The idea for Bracken was born in the Yorkshire woods, at Arvon, right after the Paris attacks of this past November. The horror left me feeling desperately alone so far from home, and the wood lulled me to sleep, when nobody and nothing else could. 

Or perhaps it was born long before, in my native Russia, where I roamed the wood every summer, fearless and deeply at home with mosquito bites, huckleberry patches, and brown-topped boletes hiding in the moss.

Or, was it something still deeper—a need, a void? I read the stories that grew out of urban landscapes, alternate realities, and complex utopian visions. I enjoyed these and sometimes became obsessed with an idea suggested by these stories, like the existence of London Below, which is a life-long obsession. But, I craved a simpler, subtler magic, one whose power lies in its being barely there.
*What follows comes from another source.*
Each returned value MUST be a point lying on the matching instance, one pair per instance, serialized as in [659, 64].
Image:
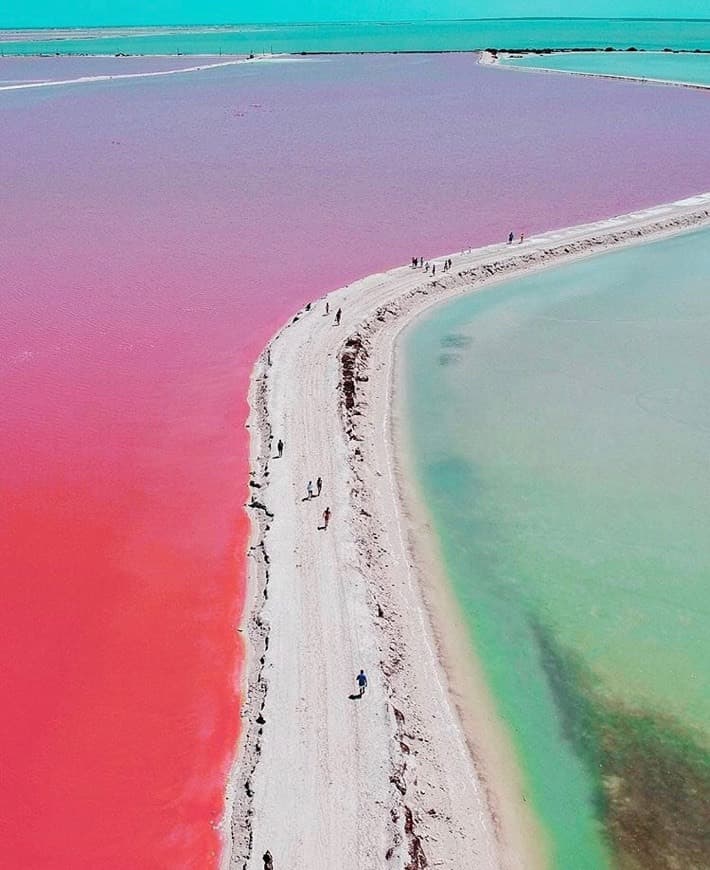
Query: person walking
[361, 682]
Close your eyes and you’ve missed it—no wands nor glorious machinery, no weapons but heart and word. 

It was a leap of faith, then, to call out to others who seek this subtle magic—a call that was answered more beautifully than I could have imagined in the form of a cover, by Jana Heidersdorf, woven of dreams that both of us dreamt half across the world from each other.
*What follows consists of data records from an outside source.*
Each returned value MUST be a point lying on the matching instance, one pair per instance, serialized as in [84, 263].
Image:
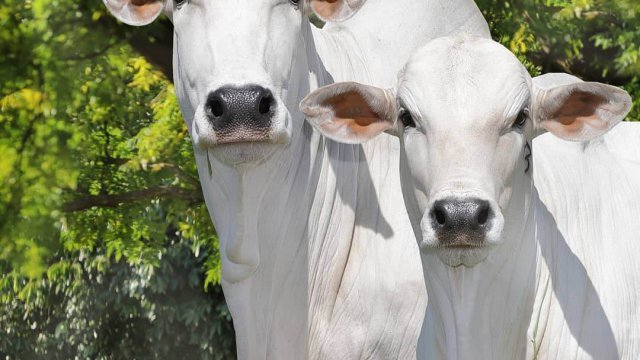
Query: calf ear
[135, 12]
[579, 111]
[350, 113]
[335, 10]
Then came the tales, sturdy and graceful vines of verse and prose.  

In verse, we follow a mud-fellow into the woods (“Close to Home,” Myers), come out from under the bed and summon the trees (“Give Up the Saw Jennifer,” MacBain-Stephens), disappear into the Vienna Woods both fairytale and Nazi-real (“Tale from the Vienna Woods,” Michael), run away and lick the roses (“Runaway,” Hermann), fall from a ladder seeking silver (“I Asked the Alchemist,” Backer), and suffer the fever of Mama’s twisted love (“Devoured” and “Neverhome,” Bixel).

In prose, we befriend the crows (“When We Got to Arizona and the Petrified Forest,” LeHew), follow two witch-sisters through life and death (“Through Earth and Sky,” Kiste), listen to the trees’ wisdom yet weave our own human fortunes (“The Woodcutter’s Sons,” Case), encounter Goldilocks before she meets Papa Bear (“Father Bear,” Martin), and try to help stumblers on their mysterious way (“Passing Through,” Thom).

I fell in love with Caren McCaleb’s art while watching (and weeping as I watched) Lost in Living, a documentary by the brilliant Mary Trunk. “The Guardian,” like other pieces from the same era, tells a story from in-between the shadows.

All this is presented in gorgeous simplicity by Piper Robert, without whom this issue would not have happened—as, too, it wouldn’t have happened without the support of my secret readers, who read all my “maybes” and provided their impressions respectfully and generously. Also, a special thank you to Michael Matheson who has a wealth of knowledge in this confusing businesses, and who is an amazing editor, writer, and human being.

I hope this takes you on a walk through the wood of the heart’s own magic, and brings you safely back, changed, renewed, a little younger perhaps. And I hope Bracken will continue to provide you with more woods to discover and walk in—a wood for each season to come.